I have a popular open source library that runs entirely on the CPU. I have another package that performs the same functionality on OpenCL. I am trying to port the OpenCL package to Metal so I can get GPU performance on all devices.
The OpenCL package has a nice test set that compares its own output against the reference project. On the two simplest test cases, OpenCL runs about 14 and 24 times as fast as on the CPU.
My Metal version is consistently 4 times slower than OpenCL. It is still several times better than the CPU version, but why would it be so slow compared to OpenCL?

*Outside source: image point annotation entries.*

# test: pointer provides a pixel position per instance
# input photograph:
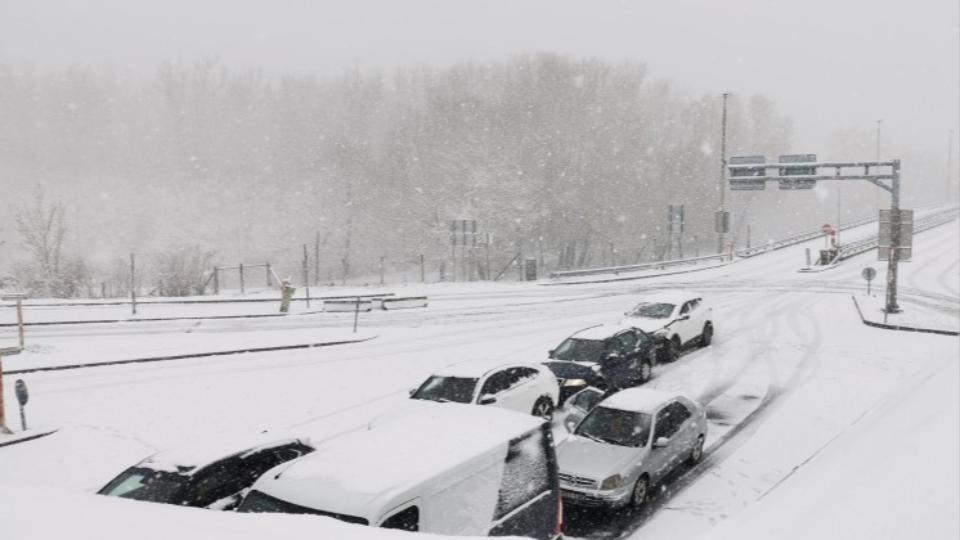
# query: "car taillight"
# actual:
(558, 531)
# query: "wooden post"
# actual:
(3, 421)
(133, 285)
(316, 260)
(306, 276)
(356, 315)
(241, 278)
(20, 321)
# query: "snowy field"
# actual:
(821, 427)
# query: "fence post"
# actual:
(133, 285)
(306, 276)
(356, 315)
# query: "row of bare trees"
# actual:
(550, 154)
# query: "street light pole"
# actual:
(723, 173)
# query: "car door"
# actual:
(578, 405)
(684, 432)
(658, 458)
(498, 385)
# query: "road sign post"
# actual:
(868, 274)
(9, 351)
(22, 397)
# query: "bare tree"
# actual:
(41, 228)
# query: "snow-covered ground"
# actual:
(810, 410)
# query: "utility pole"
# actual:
(877, 194)
(894, 255)
(133, 285)
(723, 174)
(949, 185)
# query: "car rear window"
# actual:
(260, 502)
(456, 389)
(145, 484)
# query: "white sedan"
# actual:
(522, 387)
(676, 319)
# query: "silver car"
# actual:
(627, 443)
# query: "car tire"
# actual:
(543, 408)
(696, 454)
(707, 336)
(646, 371)
(673, 349)
(640, 492)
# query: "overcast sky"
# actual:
(827, 63)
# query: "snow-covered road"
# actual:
(790, 371)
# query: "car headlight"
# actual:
(612, 482)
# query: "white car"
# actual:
(676, 319)
(518, 386)
(628, 443)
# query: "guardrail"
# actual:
(797, 239)
(634, 267)
(922, 224)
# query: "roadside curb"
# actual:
(29, 438)
(898, 327)
(148, 319)
(631, 278)
(187, 356)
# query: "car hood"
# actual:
(566, 369)
(649, 325)
(583, 457)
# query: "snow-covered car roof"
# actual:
(357, 473)
(479, 368)
(603, 331)
(670, 296)
(196, 455)
(638, 399)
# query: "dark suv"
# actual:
(607, 357)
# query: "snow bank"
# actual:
(46, 514)
(893, 475)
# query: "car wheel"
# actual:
(707, 336)
(640, 491)
(673, 349)
(543, 408)
(697, 453)
(646, 371)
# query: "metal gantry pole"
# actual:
(894, 255)
(723, 172)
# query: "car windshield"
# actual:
(146, 485)
(583, 350)
(437, 388)
(649, 310)
(613, 426)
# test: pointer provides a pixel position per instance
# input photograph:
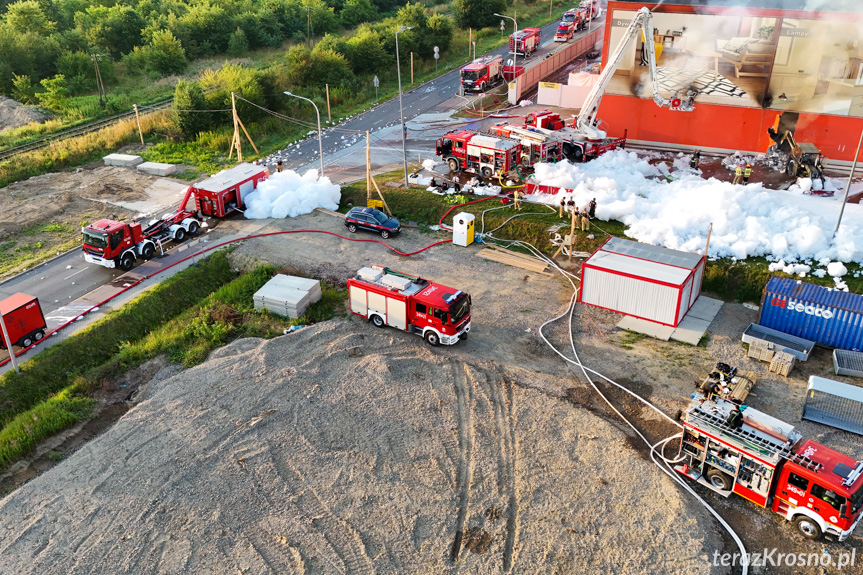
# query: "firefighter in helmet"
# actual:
(738, 173)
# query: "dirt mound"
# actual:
(14, 114)
(347, 449)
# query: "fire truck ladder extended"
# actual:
(763, 445)
(586, 121)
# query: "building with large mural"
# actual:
(754, 66)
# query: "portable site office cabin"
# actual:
(648, 282)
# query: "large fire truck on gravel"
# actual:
(732, 448)
(114, 244)
(525, 42)
(482, 73)
(536, 146)
(472, 152)
(437, 313)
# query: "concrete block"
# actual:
(122, 160)
(157, 169)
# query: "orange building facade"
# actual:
(753, 68)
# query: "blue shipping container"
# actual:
(826, 316)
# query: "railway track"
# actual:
(81, 130)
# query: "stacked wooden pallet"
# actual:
(511, 258)
(782, 363)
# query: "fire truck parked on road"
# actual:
(536, 147)
(525, 41)
(472, 152)
(482, 73)
(437, 313)
(732, 448)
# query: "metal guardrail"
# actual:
(80, 130)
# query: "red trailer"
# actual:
(437, 313)
(225, 192)
(524, 42)
(24, 321)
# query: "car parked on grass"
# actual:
(372, 220)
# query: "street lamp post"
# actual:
(320, 138)
(514, 39)
(401, 112)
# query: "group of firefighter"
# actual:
(742, 172)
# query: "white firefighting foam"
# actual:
(747, 220)
(288, 194)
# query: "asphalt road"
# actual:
(418, 100)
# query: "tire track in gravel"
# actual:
(345, 541)
(501, 394)
(464, 403)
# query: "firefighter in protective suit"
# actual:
(738, 174)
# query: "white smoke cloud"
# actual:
(287, 194)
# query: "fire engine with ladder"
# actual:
(472, 152)
(482, 74)
(438, 314)
(731, 448)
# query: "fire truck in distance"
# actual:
(565, 31)
(225, 192)
(482, 73)
(437, 313)
(536, 147)
(466, 150)
(524, 42)
(732, 448)
(575, 147)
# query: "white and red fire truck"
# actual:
(482, 73)
(466, 150)
(524, 42)
(576, 146)
(536, 147)
(565, 31)
(733, 448)
(437, 313)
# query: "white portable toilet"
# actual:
(462, 229)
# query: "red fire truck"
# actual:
(565, 31)
(732, 448)
(472, 152)
(225, 192)
(24, 321)
(577, 146)
(525, 41)
(535, 146)
(482, 73)
(437, 313)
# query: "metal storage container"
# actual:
(826, 316)
(643, 281)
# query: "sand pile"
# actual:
(347, 449)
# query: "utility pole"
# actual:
(138, 120)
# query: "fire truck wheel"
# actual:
(719, 480)
(127, 261)
(807, 527)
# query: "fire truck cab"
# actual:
(469, 151)
(482, 73)
(732, 448)
(438, 314)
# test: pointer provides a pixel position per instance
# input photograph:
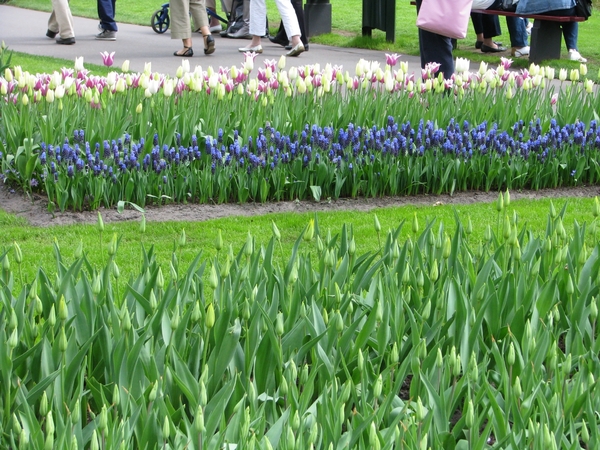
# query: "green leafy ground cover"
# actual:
(474, 331)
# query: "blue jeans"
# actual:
(570, 29)
(106, 13)
(516, 28)
(518, 31)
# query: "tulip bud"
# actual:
(100, 223)
(415, 224)
(500, 202)
(593, 309)
(377, 225)
(153, 392)
(553, 212)
(209, 319)
(52, 317)
(420, 410)
(360, 360)
(50, 428)
(434, 271)
(373, 438)
(249, 246)
(203, 396)
(199, 420)
(378, 387)
(276, 233)
(447, 247)
(352, 247)
(585, 433)
(18, 253)
(470, 415)
(279, 324)
(175, 319)
(62, 340)
(309, 232)
(166, 428)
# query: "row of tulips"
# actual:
(317, 163)
(434, 342)
(43, 107)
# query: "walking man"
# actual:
(108, 26)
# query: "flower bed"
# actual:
(434, 342)
(208, 136)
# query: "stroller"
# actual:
(160, 19)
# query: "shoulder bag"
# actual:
(448, 18)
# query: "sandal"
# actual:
(209, 44)
(188, 51)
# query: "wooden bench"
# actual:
(546, 34)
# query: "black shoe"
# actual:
(279, 41)
(289, 47)
(187, 52)
(488, 49)
(65, 41)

These two test cases are the absolute easiest and simplest ones there are. It is doing a Mercator map projection, so this is all there is for the Metal code:
Code Block kernel void project_mercator_s( device const float2 * xy_in [[buffer(0)]], device float2 * xy_out [[buffer(1)]], device const spherical_params * params [[buffer(2)]], uint index [[thread_position_in_grid]]) { float lambda = radians(xy_in[index].x); float phi = radians(xy_in[index].y); float x = lambda; float y = asinh(tan(phi)); xy_out[index].x = params->x + params->scale * x; xy_out[index].y = params->y + params->scale * y; }
The OpenCL version is the same:
Code Block __kernel void pl_project_mercator_s( __global float16 *xy_in, __global float16 *xy_out, const unsigned int count, float scale, float x0, float y0) { int i = get_global_id(0); float8 lambda = radians(xy_in[i].even); float8 phi = radians(xy_in[i].odd); float8 x, y; x = lambda; y = asinh(tan(phi)); xy_out[i].even = x0 + scale * x; xy_out[i].odd = y0 + scale * y; }
I have removed all the Metal setup code from the time comparison. My test data set has 200,000 pairs of floats. I'm using shared memory buffers. I tried using a private buffer but my dataset is so small that the time to do the copying into the private buffer was longer than just using a shared memory buffer.
Is this normal? Is there something I'm missing?